Brain imaging analysis
In order to determine whether these brain regions were affected in ASD patients from different populations, we acquired imaging data from Autism Brain Imaging Data Exchange (ABIDE-I, http://fcon_1000.projects.nitrc.org/indi/abide/)(37) a publicly available database released containing 1112 subjects (539 ASDs, 573 age-matched healthy controls-HCs) from 16 international imaging sites underwent anatomical and resting-state functional MRI scans. we collected more than 200 age-matched brain imaging data from ASD or HC groups of ABIDE-I (Table S4).
To further validate whether PC/PRC and BST may have structural (gray matter) alternations in ASD patients, we first performed the voxel-based morphometry (VBM) analysis of these region in ASD and HC using T1 data. Surprisingly, we found that the gray matter volume of BST in the right hemisphere was significantly smaller in the ASD group than that in the HC group (t = 3.61, p = 0.003, t- and p-value from linear mixed model detailed in Statistic section of Methods and Materials), and this effect persisted even after controlling for medication status (t = 3.32, p = 0.001) and full-scale intelligence quotient (FIQ) (t = 3.4, p = 0.0007) (Fig. 5A, B, C).

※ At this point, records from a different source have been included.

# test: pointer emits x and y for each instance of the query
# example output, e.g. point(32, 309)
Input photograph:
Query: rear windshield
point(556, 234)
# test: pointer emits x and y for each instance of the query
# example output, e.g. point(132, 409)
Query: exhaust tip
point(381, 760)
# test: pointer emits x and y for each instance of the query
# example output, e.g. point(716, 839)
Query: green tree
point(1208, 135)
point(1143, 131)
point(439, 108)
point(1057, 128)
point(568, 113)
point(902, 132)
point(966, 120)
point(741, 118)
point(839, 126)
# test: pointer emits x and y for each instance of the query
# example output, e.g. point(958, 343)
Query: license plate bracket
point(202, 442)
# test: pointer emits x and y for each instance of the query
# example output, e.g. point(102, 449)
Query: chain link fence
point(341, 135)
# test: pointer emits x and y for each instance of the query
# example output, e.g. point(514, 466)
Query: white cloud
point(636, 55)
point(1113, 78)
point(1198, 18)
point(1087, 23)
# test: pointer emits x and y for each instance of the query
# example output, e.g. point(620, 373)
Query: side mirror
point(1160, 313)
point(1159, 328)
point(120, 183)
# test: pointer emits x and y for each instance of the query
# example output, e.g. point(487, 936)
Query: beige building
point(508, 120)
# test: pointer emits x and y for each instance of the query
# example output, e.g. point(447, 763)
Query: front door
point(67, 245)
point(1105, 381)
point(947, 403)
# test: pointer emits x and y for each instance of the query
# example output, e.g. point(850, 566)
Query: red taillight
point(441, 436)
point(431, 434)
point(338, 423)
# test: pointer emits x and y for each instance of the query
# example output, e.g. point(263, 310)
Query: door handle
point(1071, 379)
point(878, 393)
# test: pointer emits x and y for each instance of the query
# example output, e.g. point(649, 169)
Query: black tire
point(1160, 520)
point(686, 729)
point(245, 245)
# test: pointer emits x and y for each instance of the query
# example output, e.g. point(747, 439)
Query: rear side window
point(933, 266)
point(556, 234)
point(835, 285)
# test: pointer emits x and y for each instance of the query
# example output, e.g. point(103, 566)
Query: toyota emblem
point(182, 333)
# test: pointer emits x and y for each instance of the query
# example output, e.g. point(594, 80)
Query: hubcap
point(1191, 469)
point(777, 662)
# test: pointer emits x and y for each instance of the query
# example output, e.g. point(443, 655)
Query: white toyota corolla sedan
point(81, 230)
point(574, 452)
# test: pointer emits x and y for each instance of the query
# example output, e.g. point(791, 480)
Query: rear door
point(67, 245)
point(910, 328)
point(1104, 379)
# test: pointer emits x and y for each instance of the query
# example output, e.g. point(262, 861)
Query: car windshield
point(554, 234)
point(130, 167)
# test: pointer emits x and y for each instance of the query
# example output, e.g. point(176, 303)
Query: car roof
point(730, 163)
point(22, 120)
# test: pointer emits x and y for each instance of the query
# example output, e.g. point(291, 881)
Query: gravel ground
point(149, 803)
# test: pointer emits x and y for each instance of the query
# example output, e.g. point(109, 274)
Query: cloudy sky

We finally investigate the potential functional connectivity (FC) between the above regions of interests (ROIs) and the whole-brain voxels, by performing seed-based FC analysis using resting-state functional MRI scans data from ASD and HCs. Consistently, we observed a significant decrease in connectivity between BST/PC/PRC and sensory areas, insula, as well as frontal lobes in ASD compared to HC (Fig. 5D). We found a decrease of all six ROIs’ functional connectivity to the occipital lobe region, which is commonly associated with vision. We also found decreased connectivity between bilateral PC/PRC to the sensorimotor region of the parietal lobe. In addition, on the right BST, we found the most widely FC decrease among all ROIs, including connections to the right insula and temporal lobes (t = -6.05, FWE corrected p = 0.0002), to the bilateral frontal lobe and to the occipital lobe (Table S5-S6 and Fig. 5D).
BST has been shown to be voice-selective areas in normal adults, which plays a role in voice recognition and social stimuli processing (38). In an fMRI study, activation of BST by speech stimulation appeared compromised in adults with ASD (39). In addition, BST also exhibited ASD-related functional connectivity alterations (40, 41), gray matter changes (such as lower surface area and greater age-related cortical thinning) (42, 43) and white matter volume reduction (44). Our study indicated that genetic predispositions in ASD patients may lead to structural and function abnormalities in brain regions associated with processing of social information, thus providing novel candidate brain regions for intervention of ASD.